自然との共生(8時間) 環境と人類(4時間) 地球環境と生物の多様性(2) 様々な地球環境問題(地球温暖化、酸性雨、大気・海洋・土壌汚染、オゾン層破壊など)が地球環境の変化を引き起こしていることを理解する。また、それらが生態系や生物の多様性に大きな影響を与えていることを理解する。生物の多様性が人類の存在に欠かせないものであることを理解する。
地球温暖化(2) 地球温暖化の原因と影響を考察し、問題の解決のために採るべき行動を判断できるようになる。地球環境問題への具体的な取り組みを調べ、どのような方法が有効であるかを多面的に考察する。
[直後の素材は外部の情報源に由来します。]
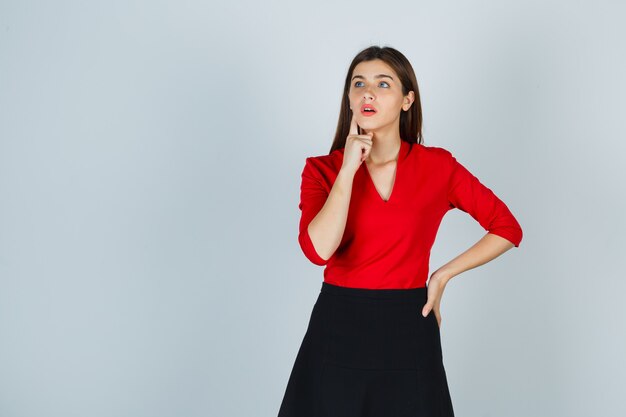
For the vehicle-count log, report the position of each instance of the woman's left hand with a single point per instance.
(436, 286)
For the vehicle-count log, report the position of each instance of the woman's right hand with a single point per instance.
(357, 147)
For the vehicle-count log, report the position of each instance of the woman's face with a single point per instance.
(374, 83)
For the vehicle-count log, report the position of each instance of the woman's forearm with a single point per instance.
(486, 249)
(327, 227)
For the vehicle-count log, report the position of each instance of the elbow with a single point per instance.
(513, 234)
(306, 244)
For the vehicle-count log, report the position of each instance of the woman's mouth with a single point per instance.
(368, 110)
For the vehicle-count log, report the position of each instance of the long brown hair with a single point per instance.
(410, 120)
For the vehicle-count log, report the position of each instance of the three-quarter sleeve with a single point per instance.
(313, 195)
(467, 193)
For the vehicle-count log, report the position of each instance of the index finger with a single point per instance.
(354, 127)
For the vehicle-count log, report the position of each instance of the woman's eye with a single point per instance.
(356, 84)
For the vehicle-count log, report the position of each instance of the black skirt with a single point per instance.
(369, 352)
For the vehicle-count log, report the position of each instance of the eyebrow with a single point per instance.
(375, 76)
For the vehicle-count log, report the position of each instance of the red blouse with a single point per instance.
(386, 244)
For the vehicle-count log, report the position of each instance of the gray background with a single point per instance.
(150, 160)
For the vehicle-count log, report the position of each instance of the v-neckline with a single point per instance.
(395, 174)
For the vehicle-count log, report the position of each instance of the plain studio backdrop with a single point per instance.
(150, 161)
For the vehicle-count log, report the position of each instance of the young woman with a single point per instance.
(371, 209)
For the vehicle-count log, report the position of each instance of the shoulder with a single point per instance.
(436, 157)
(437, 152)
(324, 165)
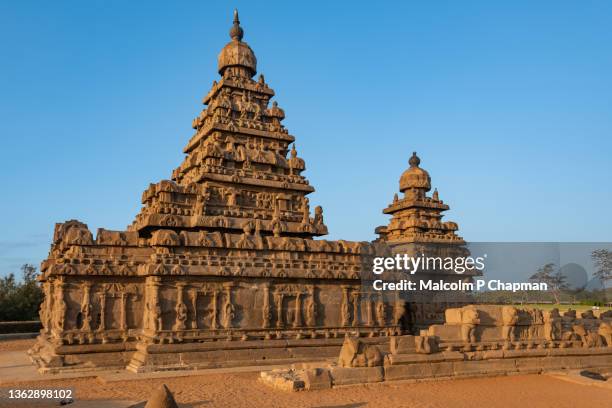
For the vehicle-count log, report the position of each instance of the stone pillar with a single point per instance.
(279, 310)
(45, 311)
(355, 309)
(102, 325)
(369, 320)
(59, 310)
(297, 321)
(311, 312)
(344, 308)
(193, 297)
(123, 317)
(180, 308)
(381, 317)
(228, 308)
(213, 321)
(152, 307)
(86, 307)
(265, 310)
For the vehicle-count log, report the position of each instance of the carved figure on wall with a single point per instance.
(509, 320)
(345, 315)
(86, 308)
(552, 324)
(355, 353)
(381, 317)
(228, 309)
(469, 320)
(318, 218)
(311, 312)
(59, 312)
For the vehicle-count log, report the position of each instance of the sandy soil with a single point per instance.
(16, 345)
(245, 390)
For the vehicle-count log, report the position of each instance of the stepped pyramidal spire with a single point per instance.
(237, 174)
(416, 217)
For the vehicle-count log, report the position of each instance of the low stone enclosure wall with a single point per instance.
(474, 341)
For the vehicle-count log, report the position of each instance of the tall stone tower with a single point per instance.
(417, 218)
(220, 266)
(236, 176)
(416, 228)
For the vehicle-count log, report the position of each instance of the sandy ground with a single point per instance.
(15, 345)
(245, 390)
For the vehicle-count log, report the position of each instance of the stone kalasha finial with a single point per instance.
(414, 160)
(237, 53)
(236, 32)
(415, 177)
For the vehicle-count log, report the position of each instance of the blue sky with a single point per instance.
(509, 105)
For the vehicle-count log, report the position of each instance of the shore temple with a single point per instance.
(223, 265)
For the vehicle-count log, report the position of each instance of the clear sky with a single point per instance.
(508, 104)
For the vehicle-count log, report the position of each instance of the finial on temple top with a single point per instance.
(414, 160)
(236, 32)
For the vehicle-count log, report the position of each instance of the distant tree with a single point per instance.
(602, 259)
(556, 281)
(20, 301)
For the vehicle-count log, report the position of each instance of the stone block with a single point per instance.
(316, 379)
(357, 375)
(402, 345)
(408, 372)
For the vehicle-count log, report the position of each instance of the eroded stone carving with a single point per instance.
(355, 353)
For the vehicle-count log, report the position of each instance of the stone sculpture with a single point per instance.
(355, 353)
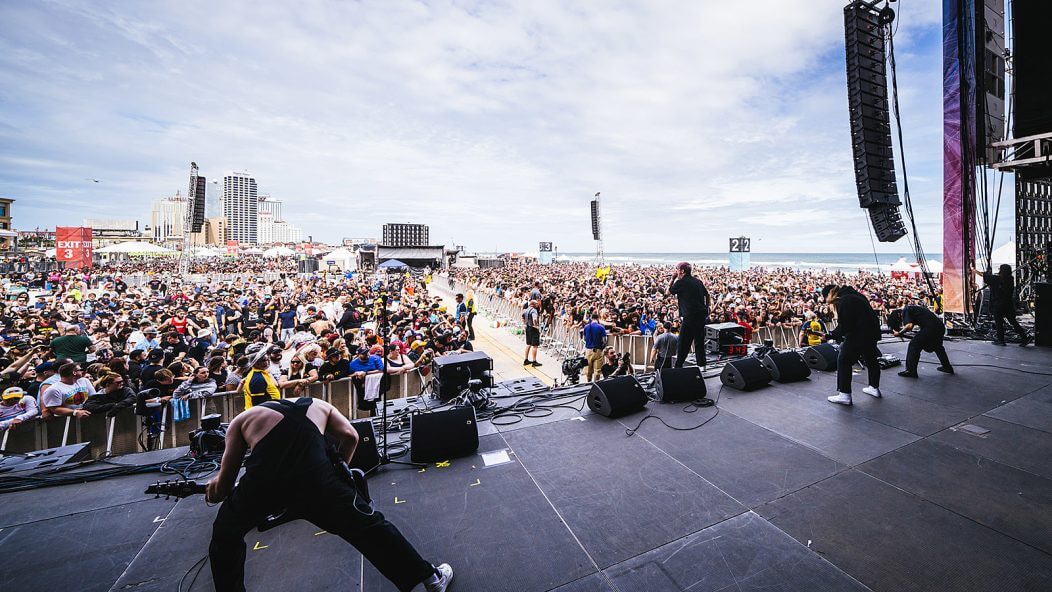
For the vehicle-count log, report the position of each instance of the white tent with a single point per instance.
(279, 251)
(135, 247)
(903, 265)
(342, 258)
(1004, 253)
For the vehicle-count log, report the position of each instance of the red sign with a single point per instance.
(73, 244)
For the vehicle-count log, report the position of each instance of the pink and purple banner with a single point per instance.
(958, 155)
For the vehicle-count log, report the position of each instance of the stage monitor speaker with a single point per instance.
(46, 458)
(441, 435)
(199, 204)
(1031, 68)
(307, 265)
(786, 366)
(1043, 314)
(680, 385)
(367, 454)
(614, 397)
(597, 230)
(725, 333)
(865, 28)
(748, 373)
(822, 356)
(453, 371)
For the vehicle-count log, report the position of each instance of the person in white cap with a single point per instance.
(16, 407)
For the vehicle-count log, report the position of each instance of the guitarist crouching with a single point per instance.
(289, 462)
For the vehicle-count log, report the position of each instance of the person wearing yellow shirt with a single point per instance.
(812, 331)
(258, 386)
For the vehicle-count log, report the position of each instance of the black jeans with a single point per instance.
(998, 322)
(923, 342)
(329, 504)
(691, 332)
(851, 352)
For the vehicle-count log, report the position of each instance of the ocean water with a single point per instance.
(847, 262)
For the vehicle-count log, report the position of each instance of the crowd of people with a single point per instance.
(77, 343)
(635, 300)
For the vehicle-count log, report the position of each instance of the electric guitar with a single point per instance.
(356, 477)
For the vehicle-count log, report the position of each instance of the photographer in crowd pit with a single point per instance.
(1003, 304)
(16, 407)
(74, 344)
(258, 385)
(531, 322)
(112, 396)
(298, 378)
(363, 365)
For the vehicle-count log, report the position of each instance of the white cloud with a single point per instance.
(494, 122)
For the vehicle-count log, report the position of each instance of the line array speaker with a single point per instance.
(787, 366)
(1043, 314)
(441, 435)
(747, 373)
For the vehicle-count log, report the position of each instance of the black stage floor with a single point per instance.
(781, 490)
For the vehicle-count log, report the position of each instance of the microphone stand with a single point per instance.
(382, 328)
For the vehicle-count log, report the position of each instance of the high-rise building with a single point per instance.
(405, 235)
(167, 219)
(270, 205)
(264, 227)
(241, 207)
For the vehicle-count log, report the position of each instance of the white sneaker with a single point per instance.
(841, 399)
(445, 576)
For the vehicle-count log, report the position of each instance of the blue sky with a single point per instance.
(496, 122)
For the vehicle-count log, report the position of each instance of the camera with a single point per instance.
(571, 368)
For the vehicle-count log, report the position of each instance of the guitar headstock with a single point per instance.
(179, 488)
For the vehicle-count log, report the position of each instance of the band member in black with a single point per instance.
(289, 463)
(1003, 303)
(693, 310)
(858, 329)
(929, 338)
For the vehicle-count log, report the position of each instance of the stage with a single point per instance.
(781, 490)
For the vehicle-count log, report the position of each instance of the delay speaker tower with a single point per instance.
(748, 373)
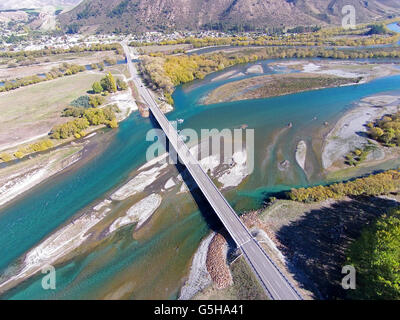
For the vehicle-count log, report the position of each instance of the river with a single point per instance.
(153, 265)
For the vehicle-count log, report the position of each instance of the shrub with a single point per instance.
(373, 185)
(5, 157)
(376, 257)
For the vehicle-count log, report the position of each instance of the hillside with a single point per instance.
(149, 15)
(21, 4)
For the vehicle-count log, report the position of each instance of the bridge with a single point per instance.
(271, 278)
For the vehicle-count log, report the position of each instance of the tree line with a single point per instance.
(373, 185)
(376, 257)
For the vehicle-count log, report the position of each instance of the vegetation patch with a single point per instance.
(386, 130)
(373, 185)
(376, 258)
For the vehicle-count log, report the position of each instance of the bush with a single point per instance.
(373, 185)
(82, 101)
(376, 258)
(97, 88)
(108, 83)
(5, 157)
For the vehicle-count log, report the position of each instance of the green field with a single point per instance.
(34, 110)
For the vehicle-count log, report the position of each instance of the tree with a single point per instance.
(121, 85)
(376, 257)
(108, 83)
(97, 88)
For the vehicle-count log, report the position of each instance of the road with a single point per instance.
(275, 284)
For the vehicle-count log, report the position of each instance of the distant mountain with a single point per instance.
(145, 15)
(20, 4)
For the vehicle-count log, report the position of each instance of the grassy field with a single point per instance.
(45, 64)
(32, 111)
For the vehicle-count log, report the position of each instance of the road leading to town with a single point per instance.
(275, 284)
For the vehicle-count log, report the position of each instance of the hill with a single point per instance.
(150, 15)
(30, 4)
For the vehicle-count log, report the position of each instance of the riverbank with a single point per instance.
(132, 204)
(314, 238)
(304, 76)
(350, 133)
(274, 85)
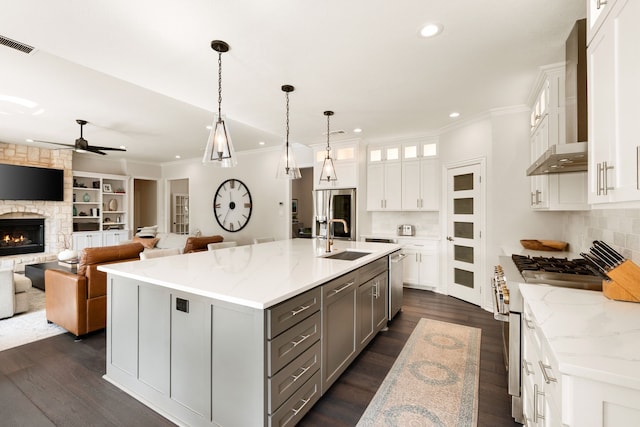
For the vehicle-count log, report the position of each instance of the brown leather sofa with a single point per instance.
(197, 244)
(78, 302)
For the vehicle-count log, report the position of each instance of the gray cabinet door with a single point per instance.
(365, 313)
(339, 327)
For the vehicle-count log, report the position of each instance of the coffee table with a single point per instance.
(35, 272)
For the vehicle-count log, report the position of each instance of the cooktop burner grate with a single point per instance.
(577, 266)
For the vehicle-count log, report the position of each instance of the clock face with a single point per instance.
(232, 205)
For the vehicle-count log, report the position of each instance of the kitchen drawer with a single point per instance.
(285, 315)
(293, 342)
(298, 405)
(292, 376)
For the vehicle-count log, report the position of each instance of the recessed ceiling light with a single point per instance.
(431, 29)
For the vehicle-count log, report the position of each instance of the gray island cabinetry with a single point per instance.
(246, 336)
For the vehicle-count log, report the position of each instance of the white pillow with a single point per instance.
(149, 231)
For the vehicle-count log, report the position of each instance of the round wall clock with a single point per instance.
(232, 205)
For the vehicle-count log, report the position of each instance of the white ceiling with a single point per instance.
(143, 74)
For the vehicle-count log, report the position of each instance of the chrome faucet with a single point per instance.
(329, 234)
自然の恵みと災害(4時間) 様々な資源(2) 資源にはエネルギー資源と素材となる資源がある。埋蔵量は有限であり、枯渇が心配される。
自然の恵みと災害(2) 様々な自然現象を災害と恵みの両面から理解する。また、防災のための方策を考える。
課題研究(4時間) 課題研究(4時間) 課題の選び方  
探求の方法  
まとめと発表  

授業時間は、実際の年間授業時数に鑑みて設定した。これより授業時数が望める場合には、実験・実習や課題研究等の時間に充てる。